Some folks just have no sense of humor. I'd crack up if I saw a float like yours in a parade.


----------



## Frankie-s Girl (Apr 5, 2009)

Love it!


----------



## buggybuilder (Jan 23, 2007)

RoxyBlue said:


> That lady paid you a compliment - obviously your set up was so realistic to her, she thought that's where you came from
> 
> Some folks just have no sense of humor. I'd crack up if I saw a float like yours in a parade.


I dont think "cracking up" is the response we are looking for either, but I may be misunderstanding you....


----------



## slightlymad (May 25, 2006)

Good Stuff


----------



## The Bloodshed Brothers (Jan 25, 2009)

sweet


----------



## eanderso13 (Apr 10, 2008)

Did you tell the lady you'd go back right after the parade and set the table so you'll be all ready when she gets there? 

Nice float, man! I would have loved to see it! And pulling it with the hearse is priceless!


----------



## RoxyBlue (Oct 6, 2008)

buggybuilder said:


> I dont think "cracking up" is the response we are looking for either, but I may be misunderstanding you....


"Cracking up" as in highly entertained that such a unique and appealing float was in the parade


----------



## ghost37 (Jul 30, 2008)

Love it! Great job.


----------



## scareme (Aug 29, 2006)

Great looking float.

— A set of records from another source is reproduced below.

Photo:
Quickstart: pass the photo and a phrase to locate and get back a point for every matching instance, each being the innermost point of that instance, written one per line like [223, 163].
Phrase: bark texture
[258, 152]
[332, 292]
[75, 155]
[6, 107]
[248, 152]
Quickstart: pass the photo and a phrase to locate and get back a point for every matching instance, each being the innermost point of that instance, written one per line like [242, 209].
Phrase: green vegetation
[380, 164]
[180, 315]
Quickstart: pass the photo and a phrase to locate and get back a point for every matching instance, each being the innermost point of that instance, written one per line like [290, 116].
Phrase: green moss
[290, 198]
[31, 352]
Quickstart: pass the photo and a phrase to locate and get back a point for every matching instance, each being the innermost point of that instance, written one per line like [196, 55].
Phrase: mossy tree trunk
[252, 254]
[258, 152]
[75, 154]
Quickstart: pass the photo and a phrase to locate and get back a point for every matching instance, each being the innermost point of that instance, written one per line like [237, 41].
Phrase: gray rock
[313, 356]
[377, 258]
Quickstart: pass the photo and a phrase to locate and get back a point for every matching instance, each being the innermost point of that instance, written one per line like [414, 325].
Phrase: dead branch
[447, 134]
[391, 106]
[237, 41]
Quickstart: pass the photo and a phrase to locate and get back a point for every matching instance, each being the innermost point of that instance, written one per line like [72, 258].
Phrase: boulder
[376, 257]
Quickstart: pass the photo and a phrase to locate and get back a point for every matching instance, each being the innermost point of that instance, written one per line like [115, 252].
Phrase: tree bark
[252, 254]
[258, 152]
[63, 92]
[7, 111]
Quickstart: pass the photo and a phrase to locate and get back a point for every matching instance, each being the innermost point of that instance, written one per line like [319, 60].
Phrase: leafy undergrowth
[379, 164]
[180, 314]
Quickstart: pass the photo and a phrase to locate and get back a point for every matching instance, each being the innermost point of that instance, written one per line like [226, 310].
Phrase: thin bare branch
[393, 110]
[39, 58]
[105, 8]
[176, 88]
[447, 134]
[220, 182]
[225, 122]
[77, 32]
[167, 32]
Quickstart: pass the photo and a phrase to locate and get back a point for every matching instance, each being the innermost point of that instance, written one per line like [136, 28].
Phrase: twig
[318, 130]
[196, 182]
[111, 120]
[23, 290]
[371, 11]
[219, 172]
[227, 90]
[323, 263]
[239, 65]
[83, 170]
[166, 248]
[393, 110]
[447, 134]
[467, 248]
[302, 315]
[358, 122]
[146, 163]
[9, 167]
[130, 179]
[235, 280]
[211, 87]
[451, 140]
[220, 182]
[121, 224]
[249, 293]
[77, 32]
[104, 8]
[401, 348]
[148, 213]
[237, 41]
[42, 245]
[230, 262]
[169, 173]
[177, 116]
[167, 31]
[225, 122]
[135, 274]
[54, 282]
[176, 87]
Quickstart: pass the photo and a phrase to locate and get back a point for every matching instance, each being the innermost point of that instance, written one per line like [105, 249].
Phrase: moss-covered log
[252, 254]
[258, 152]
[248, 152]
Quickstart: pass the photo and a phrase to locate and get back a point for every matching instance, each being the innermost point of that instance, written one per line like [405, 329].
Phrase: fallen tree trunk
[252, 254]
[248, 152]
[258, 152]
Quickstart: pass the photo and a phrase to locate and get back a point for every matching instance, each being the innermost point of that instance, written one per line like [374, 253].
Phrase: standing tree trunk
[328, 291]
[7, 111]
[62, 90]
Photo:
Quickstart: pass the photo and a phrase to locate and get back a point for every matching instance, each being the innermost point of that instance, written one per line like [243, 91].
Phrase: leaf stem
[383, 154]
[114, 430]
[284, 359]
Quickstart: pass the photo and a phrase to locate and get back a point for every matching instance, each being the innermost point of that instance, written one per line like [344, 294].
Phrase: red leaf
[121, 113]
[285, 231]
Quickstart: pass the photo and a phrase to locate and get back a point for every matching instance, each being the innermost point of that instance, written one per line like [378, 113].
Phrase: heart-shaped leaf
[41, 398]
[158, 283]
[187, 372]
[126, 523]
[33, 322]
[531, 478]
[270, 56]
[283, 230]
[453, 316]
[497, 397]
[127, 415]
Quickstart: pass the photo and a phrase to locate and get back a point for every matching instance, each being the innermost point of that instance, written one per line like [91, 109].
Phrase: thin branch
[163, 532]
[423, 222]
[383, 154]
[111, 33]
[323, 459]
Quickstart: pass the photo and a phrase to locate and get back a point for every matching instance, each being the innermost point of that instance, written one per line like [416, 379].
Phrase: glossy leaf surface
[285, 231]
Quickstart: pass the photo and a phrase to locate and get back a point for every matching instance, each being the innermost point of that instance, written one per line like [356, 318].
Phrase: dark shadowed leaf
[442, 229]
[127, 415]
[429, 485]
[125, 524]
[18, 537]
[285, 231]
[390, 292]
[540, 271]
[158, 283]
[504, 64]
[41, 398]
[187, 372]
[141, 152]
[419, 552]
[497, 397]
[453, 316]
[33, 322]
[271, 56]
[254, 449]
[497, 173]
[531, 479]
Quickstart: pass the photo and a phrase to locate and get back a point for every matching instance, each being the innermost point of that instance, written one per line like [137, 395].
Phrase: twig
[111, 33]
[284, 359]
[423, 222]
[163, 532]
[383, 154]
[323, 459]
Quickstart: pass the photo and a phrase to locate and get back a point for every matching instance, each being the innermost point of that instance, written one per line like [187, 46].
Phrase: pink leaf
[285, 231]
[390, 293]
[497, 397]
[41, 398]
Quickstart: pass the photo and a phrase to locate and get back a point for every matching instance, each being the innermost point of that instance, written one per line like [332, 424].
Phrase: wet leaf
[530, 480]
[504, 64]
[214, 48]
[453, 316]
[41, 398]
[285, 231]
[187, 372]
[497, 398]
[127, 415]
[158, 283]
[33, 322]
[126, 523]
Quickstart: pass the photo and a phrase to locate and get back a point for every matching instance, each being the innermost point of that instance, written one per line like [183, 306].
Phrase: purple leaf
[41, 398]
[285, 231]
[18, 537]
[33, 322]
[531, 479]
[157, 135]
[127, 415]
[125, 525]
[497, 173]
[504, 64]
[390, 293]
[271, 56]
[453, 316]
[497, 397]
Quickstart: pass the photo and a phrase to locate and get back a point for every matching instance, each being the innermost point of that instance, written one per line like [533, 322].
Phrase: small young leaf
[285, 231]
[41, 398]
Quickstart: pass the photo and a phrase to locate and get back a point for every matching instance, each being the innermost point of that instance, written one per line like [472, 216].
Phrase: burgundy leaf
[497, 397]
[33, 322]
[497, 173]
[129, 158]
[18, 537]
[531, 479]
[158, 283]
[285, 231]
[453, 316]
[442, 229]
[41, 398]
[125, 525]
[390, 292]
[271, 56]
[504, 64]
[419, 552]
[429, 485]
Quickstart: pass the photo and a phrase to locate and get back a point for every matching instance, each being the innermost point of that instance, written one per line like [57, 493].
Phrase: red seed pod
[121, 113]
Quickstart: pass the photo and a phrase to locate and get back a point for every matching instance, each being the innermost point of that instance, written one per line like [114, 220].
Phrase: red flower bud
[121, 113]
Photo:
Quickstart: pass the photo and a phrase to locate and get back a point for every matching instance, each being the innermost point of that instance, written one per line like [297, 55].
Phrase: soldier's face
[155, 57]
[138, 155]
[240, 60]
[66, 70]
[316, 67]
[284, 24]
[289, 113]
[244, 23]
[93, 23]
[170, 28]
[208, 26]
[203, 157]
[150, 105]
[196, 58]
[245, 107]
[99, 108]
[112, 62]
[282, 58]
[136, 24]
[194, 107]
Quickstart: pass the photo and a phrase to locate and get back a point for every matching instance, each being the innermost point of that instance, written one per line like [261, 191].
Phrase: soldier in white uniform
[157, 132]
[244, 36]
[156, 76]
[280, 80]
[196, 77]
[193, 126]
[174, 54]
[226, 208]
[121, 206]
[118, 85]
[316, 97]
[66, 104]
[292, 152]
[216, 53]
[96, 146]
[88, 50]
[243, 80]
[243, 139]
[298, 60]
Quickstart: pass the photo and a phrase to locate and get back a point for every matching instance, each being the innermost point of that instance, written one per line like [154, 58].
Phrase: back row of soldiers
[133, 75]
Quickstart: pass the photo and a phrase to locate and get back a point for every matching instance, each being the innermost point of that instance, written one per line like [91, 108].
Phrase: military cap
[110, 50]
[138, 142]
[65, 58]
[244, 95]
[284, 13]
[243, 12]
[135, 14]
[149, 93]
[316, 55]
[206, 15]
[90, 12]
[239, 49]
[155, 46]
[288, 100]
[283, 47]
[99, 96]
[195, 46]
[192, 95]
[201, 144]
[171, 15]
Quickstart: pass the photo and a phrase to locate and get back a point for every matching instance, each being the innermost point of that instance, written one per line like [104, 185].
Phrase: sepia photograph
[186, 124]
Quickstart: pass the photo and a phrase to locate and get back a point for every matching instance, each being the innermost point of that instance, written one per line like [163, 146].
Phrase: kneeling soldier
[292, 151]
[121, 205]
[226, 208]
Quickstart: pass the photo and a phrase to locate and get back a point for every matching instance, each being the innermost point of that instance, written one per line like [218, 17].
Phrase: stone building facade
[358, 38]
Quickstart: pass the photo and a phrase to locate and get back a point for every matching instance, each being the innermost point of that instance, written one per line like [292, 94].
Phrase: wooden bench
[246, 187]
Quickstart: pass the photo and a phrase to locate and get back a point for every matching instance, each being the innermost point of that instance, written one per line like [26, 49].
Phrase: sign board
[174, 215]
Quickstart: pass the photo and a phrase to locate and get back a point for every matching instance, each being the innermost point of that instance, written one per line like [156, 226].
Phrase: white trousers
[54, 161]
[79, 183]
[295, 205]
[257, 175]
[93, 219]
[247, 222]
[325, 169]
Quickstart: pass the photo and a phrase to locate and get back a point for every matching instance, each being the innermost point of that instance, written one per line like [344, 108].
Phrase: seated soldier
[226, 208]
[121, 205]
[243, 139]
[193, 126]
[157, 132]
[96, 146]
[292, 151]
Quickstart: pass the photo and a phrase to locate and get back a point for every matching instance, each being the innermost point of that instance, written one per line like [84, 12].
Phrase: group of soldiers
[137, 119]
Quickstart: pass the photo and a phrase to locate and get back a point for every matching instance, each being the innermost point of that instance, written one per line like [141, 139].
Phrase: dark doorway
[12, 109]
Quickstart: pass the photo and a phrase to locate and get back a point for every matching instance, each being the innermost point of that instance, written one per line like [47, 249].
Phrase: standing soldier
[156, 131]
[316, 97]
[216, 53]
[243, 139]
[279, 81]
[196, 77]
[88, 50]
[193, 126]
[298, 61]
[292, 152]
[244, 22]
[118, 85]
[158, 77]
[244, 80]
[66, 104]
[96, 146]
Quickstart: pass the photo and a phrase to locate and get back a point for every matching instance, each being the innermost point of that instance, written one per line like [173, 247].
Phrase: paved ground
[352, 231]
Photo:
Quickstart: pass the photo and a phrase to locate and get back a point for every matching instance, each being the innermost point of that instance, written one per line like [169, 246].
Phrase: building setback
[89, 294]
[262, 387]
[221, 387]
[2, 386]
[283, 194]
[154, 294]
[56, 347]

Where do you live? Sounds like my neighbors were there.


----------



## Kaoru (May 6, 2009)

Some people need to get over their religious ideals and lighten up a bit. This float was priceless, you should show it off on halloween night. You would fit right in, in Salem MA. Nice stuff goes on in the month of October. What state was this held at?


----------



## Spooky1 (Aug 25, 2008)

Love it, I'm sure your float stood out from the crowd.


----------



## buggybuilder (Jan 23, 2007)

Thanks all.......the parade was held in Winchster Va. 
It was alot of fun and a good advertising tool for our Haunt in October!


----------